Когда позвонили из школы – вакансия появилась-таки, – на семейном совете решено было повременить со службой. Вот закончит пятую песню… Ту самую, импровизировал сосед – вернее, бывший сосед, потому что К-ов переехал в новый дом, – ту самую, где, помнишь, нимфа Калипсо собирает в дорогу отклонившего ее любовь – а заодно и бессмертие – Одиссея. Дарит холст для паруса, еду дает, и какую еду, пальчики оближешь (Тапчан, надо полагать, имел в виду мититеи), наполняет ключевой водицей мех, другой мех – сладчайшим нектаром, да еще посылает возлюбленному, который – не забудь! – навсегда покидает ее, попутный ветер. Плот отчаливает, нимфа глядит вослед, уронив руки, а улепетывающий из рая хоть бы раз обернулся!
После К-ов добросовестно перечитал это место; к его удивлению, никаких подробностей об отплытии неблагодарного морехода в каноническом тексте не было. Но это у Жуковского не было, это у Гомера не было, Федя же, распалившись, еще не то рисовал. Огонь вдохновения трепетал на молодом, неподвластном времени лице, срывался голос, длинные руки рассекали воздух…

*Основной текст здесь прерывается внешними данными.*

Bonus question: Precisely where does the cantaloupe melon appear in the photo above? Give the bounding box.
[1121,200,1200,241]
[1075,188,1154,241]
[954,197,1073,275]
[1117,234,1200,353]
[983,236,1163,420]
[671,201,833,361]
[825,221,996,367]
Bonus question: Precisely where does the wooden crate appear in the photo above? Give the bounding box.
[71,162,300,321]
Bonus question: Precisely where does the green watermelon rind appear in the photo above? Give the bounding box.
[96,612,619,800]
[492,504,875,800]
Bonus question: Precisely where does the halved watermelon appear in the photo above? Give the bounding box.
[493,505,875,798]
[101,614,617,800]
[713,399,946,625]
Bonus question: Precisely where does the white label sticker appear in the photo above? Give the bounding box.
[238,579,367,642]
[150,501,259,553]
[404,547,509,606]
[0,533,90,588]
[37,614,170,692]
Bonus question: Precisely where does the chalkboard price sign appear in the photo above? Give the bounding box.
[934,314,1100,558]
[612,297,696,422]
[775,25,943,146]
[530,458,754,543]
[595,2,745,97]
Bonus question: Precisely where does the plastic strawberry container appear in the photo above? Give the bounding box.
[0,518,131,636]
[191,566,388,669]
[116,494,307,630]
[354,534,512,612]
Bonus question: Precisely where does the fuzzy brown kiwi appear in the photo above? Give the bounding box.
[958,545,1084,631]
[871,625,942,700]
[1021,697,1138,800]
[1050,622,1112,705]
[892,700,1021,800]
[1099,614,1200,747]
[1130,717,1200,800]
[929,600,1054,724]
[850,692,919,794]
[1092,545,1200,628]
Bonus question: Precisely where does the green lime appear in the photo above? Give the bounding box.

Теперь К-ов видел его все реже. Последний раз – на широкой, залитой вечерним солнцем улице. Длинные тени пролегли от столбов и деревьев, плавились золотом стекла машин, горели, неурочно вспыхнув, рефлекторы уличных фонарей. Неподалеку располагался ломбард – туда-то, видимо, и направлялись супруги. Но почему парочкой? Так плохи глаза стали, что одна по центру ходить уже не решалась?
В руках у Федора что-то белело, завернутое, как в саван, в простыню. К небу, обители богов, тянулся переводчик Гомера, почти бестелесный, почти невесомый, похожий на удлиненную закатом узкую тень, что, оторвавшись от земли, встала торчком, – тень медлительно-грузной женщины со сверкающими под линзами огромными глазами.
За газетный киоск укрылся беллетрист. Не зря, подумает он позже, – нет, не зря! – отклонил многоумный Одиссей дар обворожительной нимфы. Бессмертие… Лишь теперь начал мало-помалу улавливать стареющий К-ов потаенную иронию этого слова.
Несостоявшаяся любовь в студеном городе Барнауле
Умирает Роза Абалуева. Уже не встает, вздулся живот, но сознание ясное (болей нет, и потому наркотики не колят), и она, грустно поведали К-ову навещающие ее редакционные женщины, все отлично понимает. «Немного уже осталось», – говорит со слабой детской улыбкой, которую К-ов, не видевший Розу года два или три, если не больше, хорошо представляет себе.
Болезнь, рассказали опять-таки сердобольные женщины, изменила ее страшно, – и вот этого-то уже он представить не в состоянии. Перед мысленным взором его те же удивленно распахнутые Розины глаза с длинными (неестественно длинными – точно у куколки) ресницами, тот же алый рот, такой вдруг большой, когда она поет или улыбается (а улыбалась она, серьезный человечек, редко), те же светлые кудряшки, опять же кукольные. Да и вся она, миниатюрная, стройная, всегда с каким-нибудь бантиком на собственноручно сшитой блузке, напоминала ожившую вдруг куколку, которая и сама-то поражена этим своим волшебным превращением и теперь понятия не имеет, что с собой делать.